Hanno evidenziato la difficoltà degli interpreti di confrontarsi con la classificazione dei beni contenuta negli artt. 810 e 817 c.c., per qualificare l'azienda - bene unitario a composizione variabile nel tempo e qualitativamente mista - come bene mobile o immobile o come universalità di beni, nella definizione dell'art. 816 c.c., tesi questa prevalente nella giurisprudenza di legittimità. Hanno rilevato che, nella definizione dell'art. 2555 c.c., l'elemento unificatore della pluralità dei beni - indicato nell'organizzazione per l'esercizio dell'impresa - è ancorato a un'attività (l'organizzazione), a sua volta necessariamente qualificata in senso finalistico (l'impresa): l'attività, come tale, è certamente un'espressione del soggetto, che trascende la categoria dei beni giuridici e non può essere oggetto di possesso. È necessario allora, per chi debba misurarsi con la disciplina vigente dell'azienda, riconoscere che l'art. 2555 c.c., esprime una valutazione dell'azienda che, senza cancellare il suo collegamento genetico (organizzativo) e finalistico con l'attività d'impresa, ne sancisce una considerazione oggettivata (di "cosa", oltre che di strumento di attività), costituente la premessa alla possibilità che essa diventi oggetto di negozi giuridici e di diritti. Ciò che sembra decisivo -, secondo le Sezioni Unite, è dunque proprio l'oggettività dell'azienda, considerata unitariamente quale oggetto di diritti.

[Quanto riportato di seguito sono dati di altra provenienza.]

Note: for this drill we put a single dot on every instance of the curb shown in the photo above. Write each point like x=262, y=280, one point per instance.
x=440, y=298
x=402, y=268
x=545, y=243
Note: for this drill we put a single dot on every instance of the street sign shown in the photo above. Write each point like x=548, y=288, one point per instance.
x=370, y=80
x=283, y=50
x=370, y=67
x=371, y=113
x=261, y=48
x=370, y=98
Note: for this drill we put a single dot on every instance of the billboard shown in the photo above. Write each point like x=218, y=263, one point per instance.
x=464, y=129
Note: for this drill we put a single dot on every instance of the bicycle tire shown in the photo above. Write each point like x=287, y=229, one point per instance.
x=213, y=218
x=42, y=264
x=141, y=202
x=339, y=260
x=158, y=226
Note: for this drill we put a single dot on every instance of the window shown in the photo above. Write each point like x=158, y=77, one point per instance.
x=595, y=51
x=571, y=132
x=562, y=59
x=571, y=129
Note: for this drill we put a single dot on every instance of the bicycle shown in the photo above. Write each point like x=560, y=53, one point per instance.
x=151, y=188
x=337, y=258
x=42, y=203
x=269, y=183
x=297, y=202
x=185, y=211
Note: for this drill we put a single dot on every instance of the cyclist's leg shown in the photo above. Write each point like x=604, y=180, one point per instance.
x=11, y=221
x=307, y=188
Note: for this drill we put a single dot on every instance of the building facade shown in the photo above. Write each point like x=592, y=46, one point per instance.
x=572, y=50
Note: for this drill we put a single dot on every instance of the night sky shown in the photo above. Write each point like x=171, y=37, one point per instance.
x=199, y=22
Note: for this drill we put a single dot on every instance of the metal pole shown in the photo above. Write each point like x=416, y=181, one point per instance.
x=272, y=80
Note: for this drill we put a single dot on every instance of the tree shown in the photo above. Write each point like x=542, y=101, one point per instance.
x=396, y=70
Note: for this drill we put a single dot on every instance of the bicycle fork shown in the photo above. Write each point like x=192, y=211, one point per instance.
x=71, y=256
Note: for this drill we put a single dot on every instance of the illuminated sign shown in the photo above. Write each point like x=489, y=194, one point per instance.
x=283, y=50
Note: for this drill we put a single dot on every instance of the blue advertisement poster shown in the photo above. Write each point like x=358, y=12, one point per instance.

Negli artt. 2555 e 2562 c.c., sono disciplinate in modo - solo parzialmente unitario - alcune fattispecie che non esauriscono la fenomenologia dell'azienda, lasciando aperta la discussione su tutte le fattispecie non regolate. Per queste, la considerazione unitaria dell'azienda sembra riproporre il tema della sussunzione del bene azienda in una delle categorie del Libro Terzo del codice civile, che renderebbe per ciò stesso applicabile tutta la relativa disciplina civilistica.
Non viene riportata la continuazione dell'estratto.